October 25, 2023

Wayne State’s Collegiate Recovery Program officially launches with new hire

Erin Cox poses for a photo.

Erin Cox is Wayne State University Collegiate Recovery Center's first hire.

The Wayne State University Collegiate Recovery Program (CRP) has officially launched with the hire of its first employee, Erin Cox, who fills the role of recovery growth coordinator.

The CRP was made possible thanks to a grant earlier this year from the Jamie Daniels Foundation. The CRP is currently focused on supporting students and their allies who are in recovery from substance abuse.

Jeffrey Kuentzel, director of Counseling and Psychological Services, spent the past few months educating the collegiate community, creating the new position and looking for the right person to fill it. The hire of Cox as its first recovery growth coordinator marks the official launch of campus services for students. 

“Erin is a master's-level social worker who is perfect to lead Wayne State's Collegiate Recovery Program because of her professional training and life experience, but also because of her incredible passion for helping support students in recovery,” said Kuentzel.

In addition to providing students with the support they need; Cox wants the students to have a say in the program’s offerings.

“The most important thing we want to show is you don’t have to sacrifice school for recovery or sacrifice recovery for school,” said Cox. “I am in recovery myself, and when I was in school, I didn’t realize that I needed someone to talk to about both being in school and staying sober until I found it. I want to be there for people, offer advocacy and provide resources for people to be successful in their health and academic future.”

WSU Provost and Senior Vice President for Academic Affairs Mark Kornbluh said that the CRP underscores the university’s commitment to reducing nonacademic barriers to student success, as outlined in its 2022-2027 Strategic Plan.

“We don’t think there is a big substance abuse problem here at Wayne State, but we’d be naive to think there aren’t students who can use some help,” said Kornbluh. “Every student deserves to have all the tools they need to succeed, and I am proud to be part of a university that invests in and advocates for the success of the whole person.”

In 2018, Ken Daniels and Lisa Daniels-Goldman established the Jamie Daniels Foundation in memory of their late son, Jamie, who was 23 when he died from an overdose while in a treatment facility in Florida. Wayne State’s CRP is focused on providing a supportive environment that reinforces a student’s decision to engage in a lifestyle of recovery from substance use and addiction on campus and beyond.

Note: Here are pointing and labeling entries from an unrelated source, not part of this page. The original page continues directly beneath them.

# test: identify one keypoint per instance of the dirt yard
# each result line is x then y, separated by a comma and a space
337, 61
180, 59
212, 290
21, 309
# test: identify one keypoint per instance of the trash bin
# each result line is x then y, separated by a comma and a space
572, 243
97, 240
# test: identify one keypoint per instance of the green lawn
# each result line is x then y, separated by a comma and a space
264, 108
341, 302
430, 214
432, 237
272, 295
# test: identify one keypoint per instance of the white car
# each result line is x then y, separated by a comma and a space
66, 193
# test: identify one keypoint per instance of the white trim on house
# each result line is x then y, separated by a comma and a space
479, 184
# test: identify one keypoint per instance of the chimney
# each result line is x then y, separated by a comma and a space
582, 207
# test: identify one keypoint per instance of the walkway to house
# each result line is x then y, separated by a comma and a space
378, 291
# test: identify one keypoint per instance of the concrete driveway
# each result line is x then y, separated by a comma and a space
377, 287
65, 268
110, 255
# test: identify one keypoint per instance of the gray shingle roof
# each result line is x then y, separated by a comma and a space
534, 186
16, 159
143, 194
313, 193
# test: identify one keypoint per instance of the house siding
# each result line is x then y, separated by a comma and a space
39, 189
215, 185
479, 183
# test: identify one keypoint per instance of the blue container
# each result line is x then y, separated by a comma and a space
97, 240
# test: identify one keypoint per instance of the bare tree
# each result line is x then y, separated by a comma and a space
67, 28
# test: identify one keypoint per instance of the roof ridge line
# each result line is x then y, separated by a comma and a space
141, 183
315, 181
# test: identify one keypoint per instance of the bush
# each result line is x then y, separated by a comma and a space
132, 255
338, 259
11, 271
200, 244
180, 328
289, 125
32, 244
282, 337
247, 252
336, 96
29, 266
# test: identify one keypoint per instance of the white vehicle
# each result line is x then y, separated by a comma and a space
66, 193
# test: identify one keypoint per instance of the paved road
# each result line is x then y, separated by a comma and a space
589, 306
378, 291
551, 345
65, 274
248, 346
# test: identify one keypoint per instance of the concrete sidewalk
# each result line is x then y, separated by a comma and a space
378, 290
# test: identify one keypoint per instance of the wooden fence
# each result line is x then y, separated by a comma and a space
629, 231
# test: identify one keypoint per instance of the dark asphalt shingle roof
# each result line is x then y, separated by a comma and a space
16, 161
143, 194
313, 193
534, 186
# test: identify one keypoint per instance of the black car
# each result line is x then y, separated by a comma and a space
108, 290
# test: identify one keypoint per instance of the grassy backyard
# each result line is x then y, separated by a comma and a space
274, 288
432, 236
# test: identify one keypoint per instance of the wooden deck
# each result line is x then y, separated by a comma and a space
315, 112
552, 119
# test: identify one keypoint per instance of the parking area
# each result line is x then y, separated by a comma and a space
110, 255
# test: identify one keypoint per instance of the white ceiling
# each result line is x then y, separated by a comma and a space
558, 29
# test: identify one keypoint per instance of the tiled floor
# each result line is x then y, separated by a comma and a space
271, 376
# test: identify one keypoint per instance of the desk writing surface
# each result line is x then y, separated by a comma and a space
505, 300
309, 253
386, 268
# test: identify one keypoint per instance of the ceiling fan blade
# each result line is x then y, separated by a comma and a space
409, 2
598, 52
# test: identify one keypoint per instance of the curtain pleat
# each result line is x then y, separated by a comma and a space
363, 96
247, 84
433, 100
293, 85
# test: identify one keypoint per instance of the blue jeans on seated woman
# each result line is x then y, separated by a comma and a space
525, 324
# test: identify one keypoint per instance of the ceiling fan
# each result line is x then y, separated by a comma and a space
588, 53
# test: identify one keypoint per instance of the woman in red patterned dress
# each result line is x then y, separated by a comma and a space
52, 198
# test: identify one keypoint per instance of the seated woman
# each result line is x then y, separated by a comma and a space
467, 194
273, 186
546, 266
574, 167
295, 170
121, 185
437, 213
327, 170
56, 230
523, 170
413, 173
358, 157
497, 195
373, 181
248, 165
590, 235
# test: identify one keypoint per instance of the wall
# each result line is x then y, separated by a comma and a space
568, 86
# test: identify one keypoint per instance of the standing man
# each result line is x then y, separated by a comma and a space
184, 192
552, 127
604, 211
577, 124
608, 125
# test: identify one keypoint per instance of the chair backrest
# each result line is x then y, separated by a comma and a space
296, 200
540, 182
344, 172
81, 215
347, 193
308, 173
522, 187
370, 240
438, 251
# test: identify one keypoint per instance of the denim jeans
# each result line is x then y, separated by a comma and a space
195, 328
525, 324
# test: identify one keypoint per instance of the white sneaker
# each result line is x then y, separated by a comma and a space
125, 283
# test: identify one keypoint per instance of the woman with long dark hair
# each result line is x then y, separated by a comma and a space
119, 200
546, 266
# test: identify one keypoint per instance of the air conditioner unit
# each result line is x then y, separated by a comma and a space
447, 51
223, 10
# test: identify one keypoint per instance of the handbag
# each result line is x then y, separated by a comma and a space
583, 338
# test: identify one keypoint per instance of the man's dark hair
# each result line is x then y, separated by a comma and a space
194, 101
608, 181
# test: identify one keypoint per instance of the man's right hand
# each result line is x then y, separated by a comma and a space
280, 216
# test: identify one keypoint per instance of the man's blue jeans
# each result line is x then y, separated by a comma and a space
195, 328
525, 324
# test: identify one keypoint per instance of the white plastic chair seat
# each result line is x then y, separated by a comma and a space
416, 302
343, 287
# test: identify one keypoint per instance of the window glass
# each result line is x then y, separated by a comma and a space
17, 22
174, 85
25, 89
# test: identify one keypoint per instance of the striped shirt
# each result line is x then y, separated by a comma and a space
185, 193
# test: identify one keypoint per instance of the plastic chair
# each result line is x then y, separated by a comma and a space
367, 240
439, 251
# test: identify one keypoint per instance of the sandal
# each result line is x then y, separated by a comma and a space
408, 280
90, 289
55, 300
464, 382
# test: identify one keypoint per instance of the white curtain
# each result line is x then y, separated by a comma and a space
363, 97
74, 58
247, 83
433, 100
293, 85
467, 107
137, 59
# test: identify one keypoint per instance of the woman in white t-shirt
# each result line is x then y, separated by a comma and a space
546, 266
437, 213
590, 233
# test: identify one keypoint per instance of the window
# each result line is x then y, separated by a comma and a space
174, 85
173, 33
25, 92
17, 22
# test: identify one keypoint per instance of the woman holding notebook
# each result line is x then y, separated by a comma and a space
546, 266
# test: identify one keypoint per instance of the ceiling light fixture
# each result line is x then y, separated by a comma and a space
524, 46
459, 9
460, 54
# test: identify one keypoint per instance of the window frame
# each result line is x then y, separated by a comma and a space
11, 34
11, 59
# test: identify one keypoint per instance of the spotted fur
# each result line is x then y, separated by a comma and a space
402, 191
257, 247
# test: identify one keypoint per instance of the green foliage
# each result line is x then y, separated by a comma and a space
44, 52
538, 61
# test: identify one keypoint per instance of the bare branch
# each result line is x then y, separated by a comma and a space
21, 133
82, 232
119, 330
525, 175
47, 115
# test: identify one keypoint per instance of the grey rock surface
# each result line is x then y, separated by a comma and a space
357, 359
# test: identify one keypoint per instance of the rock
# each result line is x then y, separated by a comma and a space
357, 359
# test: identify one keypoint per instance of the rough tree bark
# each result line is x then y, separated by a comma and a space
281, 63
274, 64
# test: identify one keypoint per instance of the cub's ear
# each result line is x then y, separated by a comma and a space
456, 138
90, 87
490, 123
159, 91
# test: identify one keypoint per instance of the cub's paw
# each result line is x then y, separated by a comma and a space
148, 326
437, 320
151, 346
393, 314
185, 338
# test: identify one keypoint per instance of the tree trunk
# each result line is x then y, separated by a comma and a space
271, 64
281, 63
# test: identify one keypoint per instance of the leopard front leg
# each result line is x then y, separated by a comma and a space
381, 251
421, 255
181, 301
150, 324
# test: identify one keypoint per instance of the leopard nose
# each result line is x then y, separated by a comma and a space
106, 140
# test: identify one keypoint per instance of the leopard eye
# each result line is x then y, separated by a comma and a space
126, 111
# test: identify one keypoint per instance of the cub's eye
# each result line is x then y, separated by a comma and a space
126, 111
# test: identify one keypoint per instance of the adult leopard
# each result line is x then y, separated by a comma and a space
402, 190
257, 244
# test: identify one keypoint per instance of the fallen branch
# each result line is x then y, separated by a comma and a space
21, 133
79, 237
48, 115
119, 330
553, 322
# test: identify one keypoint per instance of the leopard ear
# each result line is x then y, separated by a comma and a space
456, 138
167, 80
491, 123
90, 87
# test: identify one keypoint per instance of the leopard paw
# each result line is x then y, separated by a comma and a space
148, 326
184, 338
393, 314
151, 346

Currently, the program offers meetings on Tuesdays from 4:30 to 5:30 p.m. at the School of Social Work in room 179, where students are actively involved in planning the future of this resource. Interested students can learn more about the organization on its Facebook and Instagram pages or by completing a survey about what kind of support they would like to see in the future.

According to research, approximately 4% of college students in the United States meet the criteria for substance use disorder or are in recovery. For Wayne State, that means more than 900 students are likely in crisis and would benefit from a collegiate recovery support network on campus.

If you or someone you care about is struggling with substance abuse or seeking recovery support, Wayne State offers consultations with counseling and psychological services (CAPS) afterhours phone support (313-577-2277) and various campus health support clinical support opportunities.